在bash中将变量扩展为命令的一部分

Question

Is there any way to expand variables inside commands? It's hard for me to explain what I want to achieve, so I'll demonstrate it:

Let's say I have this construct:

var1="\${var2} -eq 7"

if [ ${var1} ]; do....

And the desired output is:

if [ ${var2} -eq 7 ]; do....

Now obviously that doesn't work, but how would I make something like this work?

Answer 1

You should use functions for this sort of thing. You can also use eval , but please don't.
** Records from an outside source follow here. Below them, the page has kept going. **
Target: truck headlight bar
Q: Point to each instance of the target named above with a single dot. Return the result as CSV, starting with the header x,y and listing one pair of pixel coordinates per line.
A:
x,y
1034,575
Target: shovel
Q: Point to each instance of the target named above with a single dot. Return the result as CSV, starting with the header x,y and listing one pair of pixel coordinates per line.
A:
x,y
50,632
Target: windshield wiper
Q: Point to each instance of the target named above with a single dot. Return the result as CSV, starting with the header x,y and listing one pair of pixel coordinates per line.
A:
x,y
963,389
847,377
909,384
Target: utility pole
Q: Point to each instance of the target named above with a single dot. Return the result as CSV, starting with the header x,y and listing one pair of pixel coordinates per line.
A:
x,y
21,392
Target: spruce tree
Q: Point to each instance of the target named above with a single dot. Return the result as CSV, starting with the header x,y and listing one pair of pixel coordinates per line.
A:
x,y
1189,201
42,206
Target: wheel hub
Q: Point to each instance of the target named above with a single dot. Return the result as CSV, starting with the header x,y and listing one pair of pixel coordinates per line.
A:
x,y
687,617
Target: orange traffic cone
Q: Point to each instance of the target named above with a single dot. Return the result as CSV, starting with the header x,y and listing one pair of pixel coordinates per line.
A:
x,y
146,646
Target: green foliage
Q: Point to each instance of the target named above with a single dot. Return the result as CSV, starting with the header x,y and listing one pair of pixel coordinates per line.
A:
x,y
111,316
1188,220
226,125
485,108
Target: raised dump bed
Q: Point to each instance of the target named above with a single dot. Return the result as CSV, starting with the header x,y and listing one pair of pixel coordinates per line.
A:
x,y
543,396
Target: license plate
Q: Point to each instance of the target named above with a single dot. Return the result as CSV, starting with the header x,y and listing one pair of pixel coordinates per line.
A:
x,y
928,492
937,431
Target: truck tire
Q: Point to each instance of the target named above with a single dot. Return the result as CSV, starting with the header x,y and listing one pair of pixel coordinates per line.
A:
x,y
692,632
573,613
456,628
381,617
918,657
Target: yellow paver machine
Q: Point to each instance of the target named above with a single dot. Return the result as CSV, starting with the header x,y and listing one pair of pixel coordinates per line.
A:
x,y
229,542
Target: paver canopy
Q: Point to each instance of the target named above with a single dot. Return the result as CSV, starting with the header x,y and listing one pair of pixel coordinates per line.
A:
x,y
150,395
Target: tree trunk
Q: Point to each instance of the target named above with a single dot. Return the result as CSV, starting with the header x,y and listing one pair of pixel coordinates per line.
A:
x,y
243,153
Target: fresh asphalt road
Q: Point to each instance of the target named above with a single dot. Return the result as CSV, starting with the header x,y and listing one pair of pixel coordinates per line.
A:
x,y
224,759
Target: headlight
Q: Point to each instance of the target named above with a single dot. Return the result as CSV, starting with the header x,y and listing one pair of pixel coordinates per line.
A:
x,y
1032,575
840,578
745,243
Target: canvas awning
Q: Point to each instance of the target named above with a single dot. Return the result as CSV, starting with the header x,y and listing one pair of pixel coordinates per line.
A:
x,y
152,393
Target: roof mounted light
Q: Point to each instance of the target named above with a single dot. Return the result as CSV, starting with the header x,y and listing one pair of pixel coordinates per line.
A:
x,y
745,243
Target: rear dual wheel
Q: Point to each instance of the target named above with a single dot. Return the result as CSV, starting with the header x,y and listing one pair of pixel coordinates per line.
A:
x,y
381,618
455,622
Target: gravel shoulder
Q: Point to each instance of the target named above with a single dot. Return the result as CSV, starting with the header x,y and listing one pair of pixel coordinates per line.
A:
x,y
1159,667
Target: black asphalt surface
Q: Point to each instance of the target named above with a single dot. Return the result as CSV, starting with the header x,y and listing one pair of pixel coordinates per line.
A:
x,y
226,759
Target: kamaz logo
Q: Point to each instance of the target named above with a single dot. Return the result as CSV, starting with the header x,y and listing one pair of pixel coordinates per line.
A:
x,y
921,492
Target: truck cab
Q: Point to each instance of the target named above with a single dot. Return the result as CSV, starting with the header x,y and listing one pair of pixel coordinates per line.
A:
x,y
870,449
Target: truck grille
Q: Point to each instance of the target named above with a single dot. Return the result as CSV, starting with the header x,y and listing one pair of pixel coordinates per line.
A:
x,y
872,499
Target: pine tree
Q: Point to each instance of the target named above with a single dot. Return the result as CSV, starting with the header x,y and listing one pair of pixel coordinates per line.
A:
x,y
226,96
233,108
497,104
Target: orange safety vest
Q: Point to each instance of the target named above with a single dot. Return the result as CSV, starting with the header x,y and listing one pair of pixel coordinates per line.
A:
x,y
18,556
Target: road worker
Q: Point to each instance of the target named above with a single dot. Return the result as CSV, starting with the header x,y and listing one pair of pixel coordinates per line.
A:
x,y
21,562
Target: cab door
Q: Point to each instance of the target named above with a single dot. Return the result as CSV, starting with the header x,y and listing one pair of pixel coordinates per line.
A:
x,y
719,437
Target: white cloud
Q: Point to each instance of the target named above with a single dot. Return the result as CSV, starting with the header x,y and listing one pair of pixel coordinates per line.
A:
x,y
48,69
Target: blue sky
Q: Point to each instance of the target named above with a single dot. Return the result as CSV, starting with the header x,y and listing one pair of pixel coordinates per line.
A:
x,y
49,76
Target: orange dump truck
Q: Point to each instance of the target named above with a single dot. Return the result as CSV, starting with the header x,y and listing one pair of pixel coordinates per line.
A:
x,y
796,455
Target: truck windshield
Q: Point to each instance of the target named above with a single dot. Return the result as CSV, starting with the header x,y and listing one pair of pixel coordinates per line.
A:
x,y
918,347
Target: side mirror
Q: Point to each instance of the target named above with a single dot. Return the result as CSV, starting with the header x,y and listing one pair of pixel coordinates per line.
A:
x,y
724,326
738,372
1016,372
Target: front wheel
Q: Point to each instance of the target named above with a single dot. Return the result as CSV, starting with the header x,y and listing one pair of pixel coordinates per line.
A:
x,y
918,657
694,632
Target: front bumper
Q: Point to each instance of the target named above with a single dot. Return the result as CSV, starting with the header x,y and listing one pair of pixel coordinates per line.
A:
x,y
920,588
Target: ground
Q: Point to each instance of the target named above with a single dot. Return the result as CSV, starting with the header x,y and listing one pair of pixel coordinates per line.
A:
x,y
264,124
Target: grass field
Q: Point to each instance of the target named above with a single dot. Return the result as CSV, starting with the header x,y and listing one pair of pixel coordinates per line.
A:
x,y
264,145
$ equalsSeven() (($1 == 7))
$ if equalsSeven 7; then echo Presto; fi
Presto

man bash , /Compound

Answer 2

For that, is evil eval :

var1="\${var2} -eq 7"
var2=7
if eval [ ${var1} ]; then
    echo var2 is 7
fi

Note that if ...; do if ...; do is invalid, after the if expression comes then , not do .

Answer 3

Since bash's numerical evaluation does actually expand variables (and, as a bonus, doesn't require them to be signaled with a $ ) you can achieve this in bash quite easily:

$ comparison='x==7'
$ x=7
$ if ((comparison)); then echo yup; else echo nope; fi
yup
$ x=8
$ if ((comparison)); then echo yup; else echo nope; fi
nope

This works because ((…)) and $((…)) are numerical contexts. So is the index of an array, and assignment to a variable declared as numeric. (However, this feature is almost as evil as eval . Avoid numeric evaluation of unchecked input.)